Wzrost, czy też rozwój biznesu, to po prostu „nabieranie masy” przez firmę. Wzrost przychodów, zwiększone zatrudnienie do produkcji, relacji z klientem, obsługi procesów, itd. Problem polega na tym, że aby rosnąć, firma zużywa dużą ilość zasobów; w dodatku przez dłuższy czas. Do tego zużycie to jest stabilne, czyli raczej się nie zmniejsza, a może tylko rosnąć.

Skalowanie z kolei polega na tym, że firma zwiększa przychody przy zachowaniu takiego samego poziomu zużycia zasobów. Nie zwiększa zatrudnienia, nie ponosi dodatkowych, dużych wydatków.

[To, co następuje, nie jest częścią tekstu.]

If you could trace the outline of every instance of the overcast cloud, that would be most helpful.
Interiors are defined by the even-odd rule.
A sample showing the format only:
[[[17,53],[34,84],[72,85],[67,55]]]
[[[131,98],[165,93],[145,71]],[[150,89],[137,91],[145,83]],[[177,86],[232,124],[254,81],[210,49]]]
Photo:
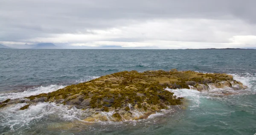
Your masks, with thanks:
[[[1,0],[0,43],[256,48],[256,0]]]

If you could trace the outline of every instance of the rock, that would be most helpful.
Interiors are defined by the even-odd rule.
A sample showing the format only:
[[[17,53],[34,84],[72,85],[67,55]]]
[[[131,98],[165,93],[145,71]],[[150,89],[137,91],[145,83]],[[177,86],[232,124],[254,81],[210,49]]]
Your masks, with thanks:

Jak skalować biznes? Różnica między jedną a drugą definicją jest widoczna wtedy, gdy firma nie jest już startupem (jest już jakiś czas na rynku), ale nie jest też dużą i ustabilizowaną organizacją. Jest wtedy scaleupem, czyli firmą, która akceleruje (przyspiesza) wzrost. W praktyce i dużym uproszczeniu chodzi po prostu o to, że firma, która się skaluje, zwiększa swoje przychody szybciej niż wydatki. Bardzo często firma wykorzystuje do tego growth hackera bądź zewnętrznego konsultanta, który wspomaga procesy i usprawnia skalowanie biznesu.

Kim jest growth hacker?

Growth hacker to specjalista skalowania firm. Powinien łączyć w sobie różne kompetencje. Tutaj przydaje się tak zwana T-shaped personality, czyli charakter polegający na głębokiej wiedzy z jednej lub kilku dziedzin, połączony z dużą wszechstronnością i informacjami z wzajemnie zazębiających się działów.

A to ważne, bo growth hacking to metodyka jednoczesnego prowadzenia działań marketingowych, sprzedażowych i związanych z rozwojem produktu. Podczas gdy tradycyjny marketing skupia się na budowaniu świadomości wśród klientów i ich pozyskiwaniu, growth hacker dba o cały lejek sprzedażowy (link do mojego artykułu „Jak zaprojektować lejek sprzedażowy w B2B?”).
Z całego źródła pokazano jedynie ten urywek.